Nov review 3/7: Kommunalbanken's $500bn green bond funnels proceeds to Norwegian Govt-mandated local govt climate projects

The Norwegian development bank Kommunalbanken (KBN) followed swiftly behind the heels of the IFC with a $500mn bond to finance ‘climate friendly’ projects. KBN provides low cost finance to the local government sector in Norway. The eligibility criteria are determined internally, but the bond was reviewed by Oslo climate science research centre, CICERO.

 

CICERO doesn’t provide a certification of the bond, but rather a "Second Opinion" on what it thinks of the KBN criteria and it notes areas where there is some uncertainty.

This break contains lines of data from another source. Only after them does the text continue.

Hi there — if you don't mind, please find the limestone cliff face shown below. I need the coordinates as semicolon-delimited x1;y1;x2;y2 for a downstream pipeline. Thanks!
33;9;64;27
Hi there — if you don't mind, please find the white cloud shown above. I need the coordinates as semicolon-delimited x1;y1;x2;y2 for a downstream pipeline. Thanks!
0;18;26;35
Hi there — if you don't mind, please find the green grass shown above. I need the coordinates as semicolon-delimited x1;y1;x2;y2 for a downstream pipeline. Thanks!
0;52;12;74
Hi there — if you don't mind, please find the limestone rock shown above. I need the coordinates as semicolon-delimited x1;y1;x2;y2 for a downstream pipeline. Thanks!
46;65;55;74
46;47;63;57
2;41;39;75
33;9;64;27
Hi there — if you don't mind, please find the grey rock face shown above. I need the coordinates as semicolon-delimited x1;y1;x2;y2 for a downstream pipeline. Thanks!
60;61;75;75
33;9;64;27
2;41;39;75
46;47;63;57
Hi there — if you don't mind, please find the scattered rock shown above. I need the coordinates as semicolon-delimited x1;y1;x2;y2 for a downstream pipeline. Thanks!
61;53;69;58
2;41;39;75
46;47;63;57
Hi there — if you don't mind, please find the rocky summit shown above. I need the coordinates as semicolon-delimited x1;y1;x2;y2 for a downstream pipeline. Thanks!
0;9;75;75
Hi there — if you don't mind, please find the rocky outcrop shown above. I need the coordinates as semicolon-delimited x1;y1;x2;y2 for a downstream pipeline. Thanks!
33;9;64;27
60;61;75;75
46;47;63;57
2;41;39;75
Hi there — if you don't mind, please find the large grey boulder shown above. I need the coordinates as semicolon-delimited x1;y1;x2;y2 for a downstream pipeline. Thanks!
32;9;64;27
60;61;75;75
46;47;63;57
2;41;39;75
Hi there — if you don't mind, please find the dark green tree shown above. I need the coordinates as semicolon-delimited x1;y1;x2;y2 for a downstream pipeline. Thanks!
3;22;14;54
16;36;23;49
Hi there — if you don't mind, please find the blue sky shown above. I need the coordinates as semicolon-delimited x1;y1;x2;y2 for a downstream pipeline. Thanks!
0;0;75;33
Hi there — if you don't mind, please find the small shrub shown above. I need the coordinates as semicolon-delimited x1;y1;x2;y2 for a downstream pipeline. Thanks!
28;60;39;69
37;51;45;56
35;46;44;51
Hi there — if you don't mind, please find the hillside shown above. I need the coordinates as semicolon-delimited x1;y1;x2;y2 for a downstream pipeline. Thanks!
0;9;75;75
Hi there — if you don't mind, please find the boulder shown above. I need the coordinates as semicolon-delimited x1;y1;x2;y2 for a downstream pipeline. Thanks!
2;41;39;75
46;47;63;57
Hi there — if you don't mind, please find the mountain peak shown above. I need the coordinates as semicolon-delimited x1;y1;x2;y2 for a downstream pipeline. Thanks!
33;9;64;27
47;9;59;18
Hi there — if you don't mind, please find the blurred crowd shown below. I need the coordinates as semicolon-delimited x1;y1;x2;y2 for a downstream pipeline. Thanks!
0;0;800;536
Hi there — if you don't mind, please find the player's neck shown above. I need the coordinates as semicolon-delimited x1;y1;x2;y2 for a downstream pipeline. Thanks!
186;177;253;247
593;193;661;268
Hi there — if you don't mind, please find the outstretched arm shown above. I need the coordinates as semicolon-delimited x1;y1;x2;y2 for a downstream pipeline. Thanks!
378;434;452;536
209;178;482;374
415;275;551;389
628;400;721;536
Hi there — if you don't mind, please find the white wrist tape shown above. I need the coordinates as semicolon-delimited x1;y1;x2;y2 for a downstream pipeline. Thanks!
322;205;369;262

KBN’s eligible projects include mitigation projects (such as energy efficiency and renewable energy), adaptation projects (such as ‘climate-resilient growth’) and ‘projects relating to sustainable development’.

KBN has said it will provide investors with an annual list of the projects financed and further information about selected projects; the commitment to reporting is great.

CICERO is a highly trusted 3rd party, so we’re broadly happy – especially because KBN has taken a great step in making CICERO’s Second Opinion public (unfortunately not yet the norm with CICERO opinions tied to SEB underwriting).

But a reading of the Second Opinion does throw up a niggle, in that we’re not sure what exactly will be in the bond. There are a list of example projects, but some of them are a bit vague. The web site suggests that funds will be flowing to projects that fall under the Norwegian Governments new mandatory requirement for local governments to develop energy and climate plans. That would work – but if so this needs to be more clearly explained.